Photographs of the patients (Panel A) illustrate broad facies, flattened nasal bridge (P1 left, P3 right) full lips (P2 middle, P3 right) and long philtrum. Multiple skin tags are evident (P2 and P3). Head circumferences (Panel B) for height and gender (adapted with permission from reference 27) are markedly increased. Skull radiograph of P1 (Panel C) shows thickened calvarium. FT4:FT3 ratios, compared with gender-matched healthy subjects of similar age (females 35-64yrs, males 20-40yrs), are subnormal (Panel D).

Figure 2. Functional Properties and Molecular Modelling of A263V TRα1

JEG-3 cells were transfected with empty, WT or A263V TRα1 expression vectors together with a thyroid hormone responsive reporter gene, assaying T3-dependent activation (Panel A); the inset shows an electrophoretic mobility shift assay with comparable interaction of unliganded or hormone bound – WT/RXR and A263V mutant TRα/RXR heterodimers with a direct repeat thyroid response element from the malic enzyme gene. Dominant negative inhibition was tested (Panel B) in cells cotransfected with reporter gene and equal combinations of expression vectors. Panel C. Quantitative RT-PCR (internal control: 36B4, acidic ribosomal phosphoprotein) showing expression of KLF9 in peripheral blood mononuclear cells from the patients (A263V) or control subjects with increasing T3 concentrations. For Panels B and C * p<0·05; **p<0·01; ***p<0·001. Crystallographic modelling of the TRα1 ligand binding domain (LBD) bound to T3 (blue) (Panel D), highlighting the normal amino acid (alanine 263, green), with substitution of the larger valine residue (red) predicting steric hindrance to T3 binding. Panel E. Schematic representation showing the similar domain structure of TRα1, variant α2 and TRβ1 proteins. Conservation of alanine at position 263 in THRA from different species or THRB, suggests its functional importance. The A263V mutation is common to both TRα1 and α2, whereas THRA mutations described previously (E403X, F397fs406X, A382PfsX7) are unique to TRα1. Three clusters of TRβ mutations (I, amino acids 426-460; II, 309-353; III, 234-282) are associated with RTHβ and a homologous TRβ mutation (A317V) localises to one of these.
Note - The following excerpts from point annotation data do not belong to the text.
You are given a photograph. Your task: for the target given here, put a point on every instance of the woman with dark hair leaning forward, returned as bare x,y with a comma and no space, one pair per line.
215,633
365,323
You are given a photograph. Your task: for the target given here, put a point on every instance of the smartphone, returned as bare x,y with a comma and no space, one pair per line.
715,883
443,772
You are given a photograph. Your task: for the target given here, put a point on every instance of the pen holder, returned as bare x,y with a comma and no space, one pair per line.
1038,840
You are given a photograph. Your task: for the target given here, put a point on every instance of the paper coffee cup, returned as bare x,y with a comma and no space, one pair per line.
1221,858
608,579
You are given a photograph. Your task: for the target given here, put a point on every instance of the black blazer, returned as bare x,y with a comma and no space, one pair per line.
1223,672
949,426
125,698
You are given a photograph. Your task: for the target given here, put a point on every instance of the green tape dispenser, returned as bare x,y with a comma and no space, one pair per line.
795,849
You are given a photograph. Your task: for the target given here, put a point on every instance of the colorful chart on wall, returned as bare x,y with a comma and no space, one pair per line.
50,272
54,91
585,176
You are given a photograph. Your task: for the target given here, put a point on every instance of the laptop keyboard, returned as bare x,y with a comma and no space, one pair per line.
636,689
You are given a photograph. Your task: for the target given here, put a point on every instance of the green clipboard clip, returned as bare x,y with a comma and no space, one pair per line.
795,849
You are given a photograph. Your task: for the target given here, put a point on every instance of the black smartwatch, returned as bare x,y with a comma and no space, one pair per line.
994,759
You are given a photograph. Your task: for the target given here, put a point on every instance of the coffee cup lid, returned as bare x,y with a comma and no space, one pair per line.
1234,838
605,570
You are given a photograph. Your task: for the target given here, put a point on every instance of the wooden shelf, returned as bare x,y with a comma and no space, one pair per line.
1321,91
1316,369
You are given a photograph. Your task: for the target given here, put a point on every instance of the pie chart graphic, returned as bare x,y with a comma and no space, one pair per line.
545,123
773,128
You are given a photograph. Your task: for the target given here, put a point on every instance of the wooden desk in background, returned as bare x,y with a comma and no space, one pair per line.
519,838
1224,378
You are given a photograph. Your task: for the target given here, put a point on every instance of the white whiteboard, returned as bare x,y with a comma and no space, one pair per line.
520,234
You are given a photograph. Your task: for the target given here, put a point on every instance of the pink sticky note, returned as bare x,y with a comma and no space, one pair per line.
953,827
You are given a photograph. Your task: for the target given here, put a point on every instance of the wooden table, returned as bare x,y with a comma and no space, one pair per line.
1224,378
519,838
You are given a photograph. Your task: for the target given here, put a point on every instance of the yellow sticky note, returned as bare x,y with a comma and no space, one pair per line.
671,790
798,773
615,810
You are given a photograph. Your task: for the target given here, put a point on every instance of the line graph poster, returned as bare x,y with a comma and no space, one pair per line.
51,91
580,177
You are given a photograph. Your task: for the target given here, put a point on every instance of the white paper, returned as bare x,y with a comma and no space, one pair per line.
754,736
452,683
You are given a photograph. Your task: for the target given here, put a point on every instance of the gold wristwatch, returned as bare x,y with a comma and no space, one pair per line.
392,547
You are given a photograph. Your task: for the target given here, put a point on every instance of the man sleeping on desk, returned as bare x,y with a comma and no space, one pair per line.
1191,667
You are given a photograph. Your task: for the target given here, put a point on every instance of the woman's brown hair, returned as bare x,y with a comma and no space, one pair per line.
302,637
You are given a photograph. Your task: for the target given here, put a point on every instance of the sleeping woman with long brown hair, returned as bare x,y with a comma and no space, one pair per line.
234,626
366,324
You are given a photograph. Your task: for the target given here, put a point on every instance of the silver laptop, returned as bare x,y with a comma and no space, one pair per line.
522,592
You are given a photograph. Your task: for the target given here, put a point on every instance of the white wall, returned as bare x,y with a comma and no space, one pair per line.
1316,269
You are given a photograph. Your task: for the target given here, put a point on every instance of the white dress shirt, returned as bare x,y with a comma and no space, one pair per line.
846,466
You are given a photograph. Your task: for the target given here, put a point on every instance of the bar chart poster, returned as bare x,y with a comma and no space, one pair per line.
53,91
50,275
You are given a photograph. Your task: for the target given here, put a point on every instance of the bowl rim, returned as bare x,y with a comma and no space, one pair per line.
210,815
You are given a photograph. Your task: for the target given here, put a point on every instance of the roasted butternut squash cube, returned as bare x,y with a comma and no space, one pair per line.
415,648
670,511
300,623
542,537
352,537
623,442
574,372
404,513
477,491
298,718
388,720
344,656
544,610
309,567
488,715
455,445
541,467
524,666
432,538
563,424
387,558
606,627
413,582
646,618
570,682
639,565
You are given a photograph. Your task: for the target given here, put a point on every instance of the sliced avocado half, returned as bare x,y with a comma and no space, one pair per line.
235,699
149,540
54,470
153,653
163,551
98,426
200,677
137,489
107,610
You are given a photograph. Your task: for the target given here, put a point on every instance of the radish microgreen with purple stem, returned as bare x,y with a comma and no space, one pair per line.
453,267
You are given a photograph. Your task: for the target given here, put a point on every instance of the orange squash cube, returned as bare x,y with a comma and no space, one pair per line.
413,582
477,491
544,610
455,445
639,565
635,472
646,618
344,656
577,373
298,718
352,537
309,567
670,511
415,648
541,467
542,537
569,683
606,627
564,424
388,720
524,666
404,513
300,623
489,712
Figure 3. Functional Properties of A263V TRα2

Panel A shows 293 cells transfected with either GFP or GFP-tagged WTα2 or A263V mutant α2 expression vectors with visualisation of nuclei (blue), plasma membrane (red), GFP-fusion (green) by immunofluorescence and a composite merged image. Transcriptional function of WTα2 and A263V mutant α2 proteins was tested in JEG-3 cells cotransfected with reporter gene and increasing amounts (5 to 250ng) of empty, WT or A263V α2 expression vectors in the absence of ligand (Panel B), or a fixed amount of empty, TRα1, WT α2 and A263V mutant α2 expression vectors with increasing T3 concentrations (Panel C), or a fixed amount of WT TRα1 and increasing ratio (1:1 to 1:50) of α2 expression vectors (Panel D).